Фильм был бесстыжий — про молодую красивую бабенку, которая металась между мужем и любовником и все уповала, сердечная, на свою собственную совесть. Она все старалась делать честно, но получалось глупо, обидно делалось за нее и хотелось крикнуть, подсказать этой дурехе: что, мол, ты, непутевая, творишь, к кому и зачем лезешь со своими откровенностями?
И уж вовсе зря кинулась эта Катерина, забубенная головушка, в омут топиться: ни врагам отместки не дала, ни дела своего как следует не сделала… Так в печали и оставила весь киношный зал: бабы и девки дружно ревели под музыку…
Недовольная, злая выбралась Фроська на крыльцо в разгоряченной потной толпе. «Ровно из преисподней повылазили, из смоляных адовых котлов, прости господи!» Пока шли вечерней улицей, с ухажерами своими не разговаривала. Опостылели они ей враз: сидели, сопели по-поросячьи да хихикали в самых переживательных местах.
Она впервые, пожалуй, задумалась о горемычной бабьей доле, беззащитной и уязвимой от всяких мелких мирских соблазнов. Им, кобелям, что: ходят, бренчат на балалайках, семечки плюют да хахакают. Под удобный куст подлавливают. А ты потом совестью мучайся, высчитывай да рассчитывай.
За мостом, у дорожного развилка, когда подошли уже к бараку, Фроська сказала им, чтобы отваливали по домам — неохота ей на гулянку. Упрашивать принялись, а Ванька-черный, удерживая, попытался облапить. «Ишь ты, резвый какой: купил билет за двадцать копеек и думает теперь обниматься позволено!» Фроська тут же с отмашки врезала ему по шее, да так, что он зайцем отпрыгнул на обочину. А второй, Ванька-белый, испуганно отскочив, раскорячил ноги — пружинисто, трусливо.
Именно в этот момент у Фроськи мелькнула давняя догадка: а не эти ли хлюсты встретили ее тогда ночью на тропе, на хребтине над Кержацкой падью? Уж больно похожими показались запомнившиеся зловещие силуэты (один — вот так же враскорячку стоял).

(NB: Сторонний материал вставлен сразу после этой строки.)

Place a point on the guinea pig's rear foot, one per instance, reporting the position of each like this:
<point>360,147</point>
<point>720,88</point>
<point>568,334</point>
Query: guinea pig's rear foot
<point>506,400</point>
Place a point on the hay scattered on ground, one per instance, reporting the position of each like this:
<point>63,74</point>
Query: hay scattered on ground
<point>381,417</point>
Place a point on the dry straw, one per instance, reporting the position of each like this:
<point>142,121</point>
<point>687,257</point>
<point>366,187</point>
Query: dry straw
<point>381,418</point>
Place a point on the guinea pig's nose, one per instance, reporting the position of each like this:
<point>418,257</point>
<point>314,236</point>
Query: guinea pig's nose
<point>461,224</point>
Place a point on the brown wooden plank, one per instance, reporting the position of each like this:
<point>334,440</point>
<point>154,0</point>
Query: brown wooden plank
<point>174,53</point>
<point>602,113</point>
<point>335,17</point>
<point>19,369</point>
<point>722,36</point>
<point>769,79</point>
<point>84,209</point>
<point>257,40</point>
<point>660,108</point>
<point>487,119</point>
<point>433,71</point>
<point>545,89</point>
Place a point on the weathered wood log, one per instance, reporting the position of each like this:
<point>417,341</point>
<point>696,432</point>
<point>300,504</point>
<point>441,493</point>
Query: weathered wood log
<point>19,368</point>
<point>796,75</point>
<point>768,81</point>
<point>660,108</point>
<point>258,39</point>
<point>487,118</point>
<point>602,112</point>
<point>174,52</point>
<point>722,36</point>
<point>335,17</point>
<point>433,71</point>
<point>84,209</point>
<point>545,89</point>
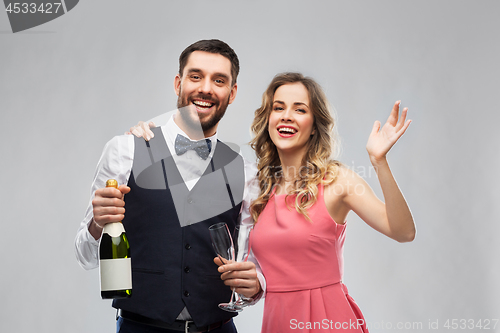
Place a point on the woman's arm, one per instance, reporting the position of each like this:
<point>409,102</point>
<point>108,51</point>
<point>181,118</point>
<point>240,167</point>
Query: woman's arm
<point>392,218</point>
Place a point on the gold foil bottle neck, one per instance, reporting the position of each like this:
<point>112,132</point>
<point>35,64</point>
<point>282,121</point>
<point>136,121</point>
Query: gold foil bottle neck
<point>111,183</point>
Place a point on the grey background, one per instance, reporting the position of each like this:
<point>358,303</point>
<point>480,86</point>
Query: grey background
<point>69,85</point>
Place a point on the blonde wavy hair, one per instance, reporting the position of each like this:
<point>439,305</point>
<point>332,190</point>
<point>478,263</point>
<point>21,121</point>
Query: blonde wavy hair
<point>318,165</point>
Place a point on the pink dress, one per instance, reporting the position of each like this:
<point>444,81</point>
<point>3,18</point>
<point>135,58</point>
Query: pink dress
<point>303,265</point>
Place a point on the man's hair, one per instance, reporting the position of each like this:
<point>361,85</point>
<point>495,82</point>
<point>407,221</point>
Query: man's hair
<point>212,46</point>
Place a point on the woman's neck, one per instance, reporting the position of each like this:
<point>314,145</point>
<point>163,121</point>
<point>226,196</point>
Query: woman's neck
<point>291,166</point>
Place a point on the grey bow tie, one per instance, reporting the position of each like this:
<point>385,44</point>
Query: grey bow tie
<point>202,147</point>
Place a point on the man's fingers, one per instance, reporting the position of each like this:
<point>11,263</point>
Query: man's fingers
<point>124,189</point>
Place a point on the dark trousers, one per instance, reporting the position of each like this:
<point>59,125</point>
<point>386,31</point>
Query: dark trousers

Она отошла на несколько шагов и обернулась, снова припоминая, примерилась: а ведь очень похоже. А может, все это время они с умыслом вокруг нее хороводили, подгадывали подходящий случай?
В общежитии было пусто: кто ж будет сидеть в воскресный вечер? В коридоре Фроську перехватила комендантша Ипатьевна, поманила из дверей своей каморки: «Зайди-ка, моя хорошая!»
Старуха выглядела принаряженно: темное штапельное платье, платочек фиолетовый с гороховой каемкой — никак недавние магазинные обновки?
— Госпожинки — августовский пост скоро, моя хорошая, — сказала Ипатьевна. — К спасу великому надо готовиться. Али забыла?
— Знаю, — сухо кивнула Фроська, — не забыла.
— А коли не забыла, так веру блюсти надобно. Писано есть: «Что воздам господеви о всех, яже воздаст нам».
— Воистину так, тетушка.
— Вот и собирайся: пойдем воздадим хвалу всевышнему, глас божий услышим, молитвами обратясь. Чего стоишь-то? Иди платье надень.
— А куда пойдем?
— Закудыкала, — недовольно фыркнула Ипатьевна. — В моленную пойдем к вечерне. К единоверцам-братьям и сестрам твоим, от коих отбилась ты, ровно овца заблудшая. Грехи отмаливать.
Фроська вдруг подумала, что старуха говорит истинную правду и что вся ее теперешняя сумятица и неустроенность идут от того, что она, наверно, сбилась с дороги, а самое главное — не видит цели своего пути. Нерешительно осмотрела себя, приподняла пальцами на груди прилипшую спортивную майку, модную, со шнурочком у ворота. А не с этой ли нескромной одежды начинается постоянное чувство неловкости, которое с утра до вечера преследует и гложет ее?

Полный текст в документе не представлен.